Bias is now reported on a robust basis. From v6.12, bias is the median signed percentage error (Option A / EAA ESSVM convention). v6.11 figures were the mean signed percentage error. This is a measurement-definition change — it can move the number, and occasionally flip its sign, without any change to the model’s predictions.

v6.11

8 March 2026 Superseded by v6.12

Tested against 295,026 H2-2025 Land Registry transactions

H2-2025 out-of-sample bulk test

PE5	PE10	PE15	PE20	MdAPE	Bias (mean)
39.6%	65.4%	79.8%	87.6%	6.7%	+1.92%

Accuracy by FSD (Fitch) band

Band	n	% of test	PE10	MdAPE	Bias (mean)
Band A	0	0.0%	—	—	—
Band B	143,546	48.7%	70.4%	6.0%	−0.7%
Band C	123,787	42.0%	63.9%	7.0%	+1.7%
Band D	27,693	9.4%	46.4%	11.2%	+16.5%

What changed from v6.10

Added spatial comparable pricing from nearby similar properties, weighted by similarity and adjusted for house price growth. +0.55pp PE10.

Also in v6.11: per-property FSD mapped to Fitch classification bands (A–D). FSD lookup table segmented by confidence decile, property type, and price band. Per-property SHAP contributions replacing global feature importance. FSD lookup recalibration against 100,938 backtest properties.

June 2026: proprietary confidence-tier overlay retired; the FSD/Fitch bands are now the sole confidence expression.

v6.7

7 March 2026

What changed

Replaced national ONS House Price Index with a hyperlocal index — postcode-district and property-type-stratified quarterly index built from Land Registry transactions. Largest single accuracy gain in model history: +2.3pp PE10.

v6.6

6 March 2026

What changed

Added predicted bathroom count as a dense feature. National predictor providing 99.4% coverage where EPC records lack bathroom data.

v6.3

6 March 2026

What changed

Added predicted bedroom count and plot area from EPC records. +1.7pp PE10 combined.

v6.1

5 March 2026

What changed

Dynamic model metrics system. Website accuracy stats now driven by quarterly bulk test results, not training metrics.

v6

1 March 2026

Headline metrics

PE10	MdAPE
60.2%	7.8%

What changed

School proximity features (distance to nearest outstanding, good, and any school). Full spatial feature set including flood zones, crime rates, station proximity, and Census 2021 neighbourhood statistics. First version exceeding the Kirchmeyer 50% PE10 minimum.

v5

28 February 2026

Headline metrics

PE10	MdAPE
59.3%	7.93%

What changed

Census 2021 neighbourhood statistics (median household income, employment rate, qualification levels).

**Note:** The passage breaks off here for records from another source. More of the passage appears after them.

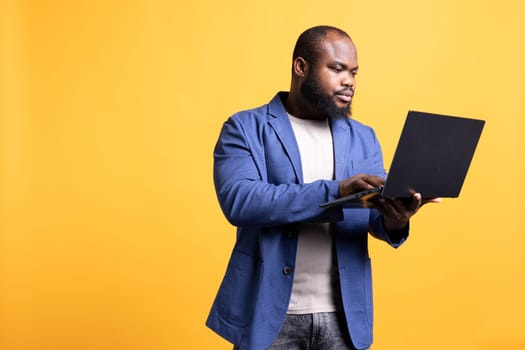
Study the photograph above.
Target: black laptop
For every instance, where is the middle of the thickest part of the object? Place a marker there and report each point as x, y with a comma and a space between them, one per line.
432, 157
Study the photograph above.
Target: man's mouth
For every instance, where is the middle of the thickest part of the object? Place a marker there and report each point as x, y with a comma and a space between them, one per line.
344, 96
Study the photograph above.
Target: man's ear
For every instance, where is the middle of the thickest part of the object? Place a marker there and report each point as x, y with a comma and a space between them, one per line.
300, 67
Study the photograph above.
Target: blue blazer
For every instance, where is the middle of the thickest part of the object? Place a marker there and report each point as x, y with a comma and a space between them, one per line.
258, 180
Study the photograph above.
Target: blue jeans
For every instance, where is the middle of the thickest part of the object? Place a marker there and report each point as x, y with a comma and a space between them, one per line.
319, 331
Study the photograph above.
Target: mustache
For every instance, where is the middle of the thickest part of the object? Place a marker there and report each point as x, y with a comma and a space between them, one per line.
345, 91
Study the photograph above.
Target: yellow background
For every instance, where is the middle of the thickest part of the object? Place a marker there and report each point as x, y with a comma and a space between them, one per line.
110, 233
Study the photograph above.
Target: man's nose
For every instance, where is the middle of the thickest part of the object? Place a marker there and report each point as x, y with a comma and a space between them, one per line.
348, 80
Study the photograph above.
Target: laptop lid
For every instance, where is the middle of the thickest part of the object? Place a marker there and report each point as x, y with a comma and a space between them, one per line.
432, 157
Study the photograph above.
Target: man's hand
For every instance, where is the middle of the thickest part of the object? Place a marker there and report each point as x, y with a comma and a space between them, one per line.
397, 212
358, 183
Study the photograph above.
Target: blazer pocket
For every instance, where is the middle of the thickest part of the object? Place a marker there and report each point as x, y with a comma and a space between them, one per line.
236, 296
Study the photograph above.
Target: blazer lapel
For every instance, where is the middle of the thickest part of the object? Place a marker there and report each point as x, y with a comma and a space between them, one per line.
283, 128
340, 134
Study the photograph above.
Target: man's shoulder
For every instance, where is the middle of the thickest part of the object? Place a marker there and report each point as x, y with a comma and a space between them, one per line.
262, 112
358, 126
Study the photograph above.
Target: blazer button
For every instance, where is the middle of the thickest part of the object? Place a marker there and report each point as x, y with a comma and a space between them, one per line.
287, 270
292, 234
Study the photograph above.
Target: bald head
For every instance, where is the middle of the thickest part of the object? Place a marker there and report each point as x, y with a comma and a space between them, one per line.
309, 43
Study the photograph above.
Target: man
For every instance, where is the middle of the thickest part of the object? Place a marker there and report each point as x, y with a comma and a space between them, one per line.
299, 276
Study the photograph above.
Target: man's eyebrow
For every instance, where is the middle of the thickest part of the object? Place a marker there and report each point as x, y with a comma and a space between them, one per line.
344, 65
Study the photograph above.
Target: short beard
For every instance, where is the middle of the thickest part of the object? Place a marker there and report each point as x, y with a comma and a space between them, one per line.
324, 103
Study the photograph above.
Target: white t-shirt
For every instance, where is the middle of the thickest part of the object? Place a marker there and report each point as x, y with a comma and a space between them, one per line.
316, 282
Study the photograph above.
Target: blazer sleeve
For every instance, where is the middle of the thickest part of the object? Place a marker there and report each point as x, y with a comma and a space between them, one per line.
247, 199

Income became the single most important feature.

v4

28 February 2026

Headline metrics

PE10	MdAPE
57.1%	8.4%

What changed

Crime rates (total, violent, burglary), station proximity, and flood zone data. First version with full spatial feature set.

v3

1 March 2026

Headline metrics

PE10	MdAPE
59.4%	7.9%

What changed

Previous sale price with HPI temporal adjustment. Single largest feature contribution in model history at this point. PE10 jumped from 45.1% to 59.4% — previous sale price proved to be the most powerful predictor of current value.

v2

February 2026

Headline metrics

PE10	MdAPE
45.1%	11.3%

What changed

First production model. EPC data (floor area, energy rating, construction age), Land Registry transaction history, and basic spatial features.

v1

February 2026

Proof of concept. Basic hedonic model. Not deployed to production.